Opana (oxymorphone) is an opioid pain medication. An opioid is sometimes called a narcotic.
Opana is used to treat moderate to severe pain.
Opana ER, the extended-release form of oxymorphone, is for around-the-clock treatment of pain and should not be used on an as-needed basis for pain.
You should not use Opana if you have severe asthma or breathing problems, a blockage in your stomach or intestines, or moderate to severe liver disease.
Oxymorphone can slow or stop your breathing, and may be habit-forming. MISUSE OF OPANA CAN CAUSE ADDICTION, OVERDOSE, OR DEATH, especially in a child or other person using the medicine without a prescription.
Taking Opana during pregnancy may cause life-threatening withdrawal symptoms in the newborn.
Fatal side effects can occur if you use Opana with alcohol, or with other drugs that cause drowsiness or slow your breathing.
Before taking this medicine
You should not take Opana if you are allergic to oxymorphone, or if you have:
- severe asthma or breathing problems;
- severe liver disease; or
- a stomach or bowel obstruction (including paralytic ileus).
To make sure Opana is safe for you, tell your doctor if you have ever had:
- breathing problems, sleep apnea (breathing that stops during sleep);
- a head injury or seizures;
- drug or alcohol addiction, or mental illness;
- urination problems;
- liver or kidney problems; or
- problems with your gallbladder, pancreas, or thyroid.
If you use Opana while you are pregnant, your baby could become dependent on the drug. This can cause life-threatening withdrawal symptoms in the baby after it is born. Babies born dependent on opioids may need medical treatment for several weeks.
Ask a doctor before using Opana if you are breastfeeding. Tell your doctor if you notice severe drowsiness or slow breathing in the nursing baby.
How should I use Opana?
Take Opana exactly as prescribed by your doctor. Follow the directions on your prescription label and read all medication guides. Never use Opana in larger amounts, or for longer than prescribed. Tell your doctor if you feel an increased urge to take more of this medicine.
Never share Opana with another person, especially someone with a history of drug abuse or addiction. MISUSE CAN CAUSE ADDICTION, OVERDOSE, OR DEATH. Keep the medication in a place where others cannot get to it. Selling or giving away opioid medicine is against the law.
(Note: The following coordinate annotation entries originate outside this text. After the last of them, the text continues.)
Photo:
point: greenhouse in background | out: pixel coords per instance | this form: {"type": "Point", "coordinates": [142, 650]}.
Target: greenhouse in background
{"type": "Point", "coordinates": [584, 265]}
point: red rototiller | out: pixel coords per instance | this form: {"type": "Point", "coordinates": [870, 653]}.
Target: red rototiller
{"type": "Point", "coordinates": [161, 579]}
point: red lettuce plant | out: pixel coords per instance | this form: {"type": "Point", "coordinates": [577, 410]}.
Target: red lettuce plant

Stop using all other around-the-clock opioid pain medications when you start taking Opana.
Take Opana on an empty stomach, at least 1 hour before or 2 hours after a meal.
Take the medicine at the same time each day.
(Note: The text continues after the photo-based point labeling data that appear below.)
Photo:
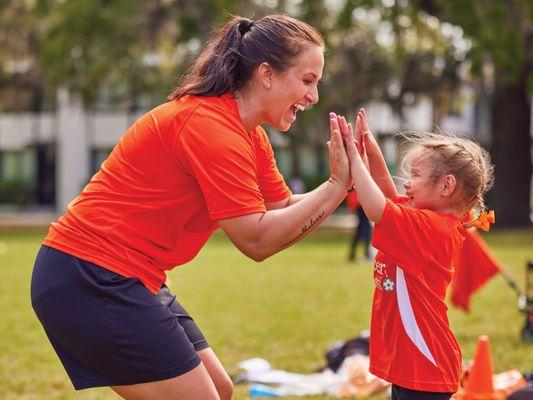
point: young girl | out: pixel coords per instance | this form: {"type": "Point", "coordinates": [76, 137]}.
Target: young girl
{"type": "Point", "coordinates": [419, 237]}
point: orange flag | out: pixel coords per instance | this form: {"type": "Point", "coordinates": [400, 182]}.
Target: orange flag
{"type": "Point", "coordinates": [476, 266]}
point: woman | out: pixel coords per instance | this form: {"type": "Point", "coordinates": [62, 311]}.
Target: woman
{"type": "Point", "coordinates": [195, 163]}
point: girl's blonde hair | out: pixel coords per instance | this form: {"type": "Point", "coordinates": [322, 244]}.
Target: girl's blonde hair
{"type": "Point", "coordinates": [461, 157]}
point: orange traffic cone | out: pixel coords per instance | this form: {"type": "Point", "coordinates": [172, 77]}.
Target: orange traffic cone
{"type": "Point", "coordinates": [479, 384]}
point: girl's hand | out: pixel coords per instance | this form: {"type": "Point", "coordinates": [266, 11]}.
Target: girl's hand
{"type": "Point", "coordinates": [339, 165]}
{"type": "Point", "coordinates": [361, 129]}
{"type": "Point", "coordinates": [352, 148]}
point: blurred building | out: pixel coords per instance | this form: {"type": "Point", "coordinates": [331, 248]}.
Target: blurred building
{"type": "Point", "coordinates": [47, 158]}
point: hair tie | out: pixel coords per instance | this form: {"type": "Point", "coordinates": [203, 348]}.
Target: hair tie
{"type": "Point", "coordinates": [483, 221]}
{"type": "Point", "coordinates": [245, 26]}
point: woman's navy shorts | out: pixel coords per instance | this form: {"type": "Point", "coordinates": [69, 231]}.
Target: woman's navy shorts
{"type": "Point", "coordinates": [109, 330]}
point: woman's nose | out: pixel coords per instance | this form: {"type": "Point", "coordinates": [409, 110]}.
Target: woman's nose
{"type": "Point", "coordinates": [312, 95]}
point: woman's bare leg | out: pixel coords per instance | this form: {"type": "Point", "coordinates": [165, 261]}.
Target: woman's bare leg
{"type": "Point", "coordinates": [218, 374]}
{"type": "Point", "coordinates": [193, 385]}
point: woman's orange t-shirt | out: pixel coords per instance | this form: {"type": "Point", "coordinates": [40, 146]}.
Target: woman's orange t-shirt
{"type": "Point", "coordinates": [157, 198]}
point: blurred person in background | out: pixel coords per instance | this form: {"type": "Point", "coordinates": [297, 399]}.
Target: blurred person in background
{"type": "Point", "coordinates": [195, 163]}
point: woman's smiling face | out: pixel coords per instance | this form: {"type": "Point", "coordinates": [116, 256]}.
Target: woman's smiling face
{"type": "Point", "coordinates": [293, 90]}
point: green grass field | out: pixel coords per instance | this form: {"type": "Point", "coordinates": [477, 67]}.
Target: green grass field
{"type": "Point", "coordinates": [288, 309]}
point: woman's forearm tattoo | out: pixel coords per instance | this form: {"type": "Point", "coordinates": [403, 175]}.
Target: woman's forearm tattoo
{"type": "Point", "coordinates": [306, 228]}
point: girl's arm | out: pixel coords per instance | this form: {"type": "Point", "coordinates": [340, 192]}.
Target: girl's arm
{"type": "Point", "coordinates": [376, 162]}
{"type": "Point", "coordinates": [370, 195]}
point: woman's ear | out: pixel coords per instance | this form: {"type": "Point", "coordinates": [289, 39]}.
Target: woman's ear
{"type": "Point", "coordinates": [265, 72]}
{"type": "Point", "coordinates": [448, 185]}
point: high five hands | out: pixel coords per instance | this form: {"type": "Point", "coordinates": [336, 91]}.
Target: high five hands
{"type": "Point", "coordinates": [355, 143]}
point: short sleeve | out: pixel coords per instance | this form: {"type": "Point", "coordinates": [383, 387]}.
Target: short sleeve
{"type": "Point", "coordinates": [409, 235]}
{"type": "Point", "coordinates": [222, 160]}
{"type": "Point", "coordinates": [271, 183]}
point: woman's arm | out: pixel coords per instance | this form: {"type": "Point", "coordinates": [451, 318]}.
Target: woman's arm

Swallow the tablet whole to avoid exposure to a potentially fatal overdose. Do not crush, chew, break, or dissolve.
Take only one Opana ER extended-release tablet at a time. To avoid choking, do not lick or wet the tablet before placing it in your mouth.
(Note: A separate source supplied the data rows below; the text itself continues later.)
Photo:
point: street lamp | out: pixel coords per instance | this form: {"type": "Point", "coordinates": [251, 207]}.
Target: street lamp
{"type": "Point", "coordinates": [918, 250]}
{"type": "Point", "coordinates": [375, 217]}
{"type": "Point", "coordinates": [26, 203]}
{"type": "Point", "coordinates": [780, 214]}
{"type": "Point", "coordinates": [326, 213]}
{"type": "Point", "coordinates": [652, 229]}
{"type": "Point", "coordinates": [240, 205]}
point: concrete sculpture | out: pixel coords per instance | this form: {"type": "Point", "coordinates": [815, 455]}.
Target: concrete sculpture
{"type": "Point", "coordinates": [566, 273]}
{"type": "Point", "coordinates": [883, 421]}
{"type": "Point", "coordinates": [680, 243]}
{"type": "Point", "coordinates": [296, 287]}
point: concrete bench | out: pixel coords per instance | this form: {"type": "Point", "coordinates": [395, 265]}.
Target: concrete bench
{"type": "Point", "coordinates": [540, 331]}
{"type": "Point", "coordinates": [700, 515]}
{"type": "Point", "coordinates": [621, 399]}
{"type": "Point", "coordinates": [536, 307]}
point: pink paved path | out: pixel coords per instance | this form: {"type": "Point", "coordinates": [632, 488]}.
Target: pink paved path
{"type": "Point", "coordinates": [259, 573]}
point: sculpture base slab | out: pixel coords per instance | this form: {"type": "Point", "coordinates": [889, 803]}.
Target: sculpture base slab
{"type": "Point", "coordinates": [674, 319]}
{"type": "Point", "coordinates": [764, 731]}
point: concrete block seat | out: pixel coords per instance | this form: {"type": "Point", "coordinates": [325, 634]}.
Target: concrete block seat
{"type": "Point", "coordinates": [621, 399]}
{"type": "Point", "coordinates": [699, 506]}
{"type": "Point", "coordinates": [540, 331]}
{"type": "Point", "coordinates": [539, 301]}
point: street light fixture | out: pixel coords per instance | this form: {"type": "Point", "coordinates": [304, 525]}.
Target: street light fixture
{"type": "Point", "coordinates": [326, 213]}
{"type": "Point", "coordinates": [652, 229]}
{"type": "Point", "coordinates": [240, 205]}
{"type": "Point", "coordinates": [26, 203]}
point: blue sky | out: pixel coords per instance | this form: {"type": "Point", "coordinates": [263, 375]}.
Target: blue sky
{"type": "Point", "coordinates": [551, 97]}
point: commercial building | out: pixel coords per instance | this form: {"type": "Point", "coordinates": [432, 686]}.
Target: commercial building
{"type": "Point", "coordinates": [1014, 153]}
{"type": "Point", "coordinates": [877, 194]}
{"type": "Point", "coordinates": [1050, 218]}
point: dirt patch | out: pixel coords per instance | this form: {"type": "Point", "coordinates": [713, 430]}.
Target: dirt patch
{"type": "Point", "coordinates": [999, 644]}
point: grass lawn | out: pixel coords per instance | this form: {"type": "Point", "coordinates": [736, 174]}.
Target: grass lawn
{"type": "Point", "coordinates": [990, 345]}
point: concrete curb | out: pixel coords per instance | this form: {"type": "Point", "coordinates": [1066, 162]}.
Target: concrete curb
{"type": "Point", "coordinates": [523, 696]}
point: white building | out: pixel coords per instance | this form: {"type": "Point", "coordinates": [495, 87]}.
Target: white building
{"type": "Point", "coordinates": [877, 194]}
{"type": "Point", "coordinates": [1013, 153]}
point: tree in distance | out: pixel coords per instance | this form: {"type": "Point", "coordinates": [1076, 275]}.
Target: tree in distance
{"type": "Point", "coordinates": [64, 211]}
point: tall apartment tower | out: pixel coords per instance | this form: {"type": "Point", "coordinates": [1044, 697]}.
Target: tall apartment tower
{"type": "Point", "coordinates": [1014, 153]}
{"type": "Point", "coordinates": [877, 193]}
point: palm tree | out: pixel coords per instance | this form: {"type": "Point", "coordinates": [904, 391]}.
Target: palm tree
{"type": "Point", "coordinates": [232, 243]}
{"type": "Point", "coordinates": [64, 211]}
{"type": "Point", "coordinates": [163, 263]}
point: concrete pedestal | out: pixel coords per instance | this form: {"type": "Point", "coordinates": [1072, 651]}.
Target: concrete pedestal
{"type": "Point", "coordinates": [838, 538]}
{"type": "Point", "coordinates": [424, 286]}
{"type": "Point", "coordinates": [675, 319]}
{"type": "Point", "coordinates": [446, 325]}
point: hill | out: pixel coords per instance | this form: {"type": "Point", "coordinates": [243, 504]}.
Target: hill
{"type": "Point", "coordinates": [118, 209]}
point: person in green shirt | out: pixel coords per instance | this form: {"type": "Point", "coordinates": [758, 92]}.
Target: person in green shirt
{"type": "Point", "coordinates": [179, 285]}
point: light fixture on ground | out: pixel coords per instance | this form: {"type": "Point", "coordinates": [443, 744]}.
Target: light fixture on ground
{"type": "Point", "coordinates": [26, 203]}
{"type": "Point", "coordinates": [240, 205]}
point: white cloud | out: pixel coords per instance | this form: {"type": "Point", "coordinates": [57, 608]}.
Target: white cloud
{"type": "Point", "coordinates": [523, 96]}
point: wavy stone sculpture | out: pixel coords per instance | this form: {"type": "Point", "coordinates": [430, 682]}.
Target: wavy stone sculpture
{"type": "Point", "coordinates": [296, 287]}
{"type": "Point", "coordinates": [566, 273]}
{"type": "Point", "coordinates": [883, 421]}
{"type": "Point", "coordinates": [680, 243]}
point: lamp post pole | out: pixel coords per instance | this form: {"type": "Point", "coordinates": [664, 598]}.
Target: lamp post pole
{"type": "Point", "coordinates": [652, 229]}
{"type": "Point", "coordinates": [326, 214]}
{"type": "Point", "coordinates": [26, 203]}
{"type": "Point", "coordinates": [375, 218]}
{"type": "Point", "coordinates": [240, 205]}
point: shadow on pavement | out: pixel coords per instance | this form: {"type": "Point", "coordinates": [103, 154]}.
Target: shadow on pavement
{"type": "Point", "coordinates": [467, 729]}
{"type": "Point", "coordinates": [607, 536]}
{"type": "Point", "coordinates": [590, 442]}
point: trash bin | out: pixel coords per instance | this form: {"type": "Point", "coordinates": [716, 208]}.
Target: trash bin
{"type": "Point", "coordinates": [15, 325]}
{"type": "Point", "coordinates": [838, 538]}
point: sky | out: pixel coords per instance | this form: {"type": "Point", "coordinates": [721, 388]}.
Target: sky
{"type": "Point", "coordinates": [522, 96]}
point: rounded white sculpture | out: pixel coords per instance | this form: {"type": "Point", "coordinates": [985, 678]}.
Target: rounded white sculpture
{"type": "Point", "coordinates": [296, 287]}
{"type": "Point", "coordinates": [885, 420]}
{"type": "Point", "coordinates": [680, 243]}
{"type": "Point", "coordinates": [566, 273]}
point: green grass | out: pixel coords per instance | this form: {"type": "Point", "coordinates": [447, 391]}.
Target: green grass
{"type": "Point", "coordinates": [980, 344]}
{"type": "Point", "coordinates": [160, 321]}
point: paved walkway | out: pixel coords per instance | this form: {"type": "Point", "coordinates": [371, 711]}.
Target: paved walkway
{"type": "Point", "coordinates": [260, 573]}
Never crush or break an Opana pill to inhale the powder or mix it into a liquid to inject the drug into your vein. This can cause in death.
Do not stop using Opana suddenly after long-term use, or you could have unpleasant withdrawal symptoms. Ask your doctor how to safely stop using Opana.
Store at room temperature away from moisture, heat, and light. Keep track of your medicine. You should be aware if anyone is using it improperly or without a prescription.
Do not keep leftover opioid medication. Just one dose can cause death in someone using this medicine accidentally or improperly. Ask your pharmacist where to locate a drug take-back disposal program. If there is no take-back program, flush the unused medicine down the toilet.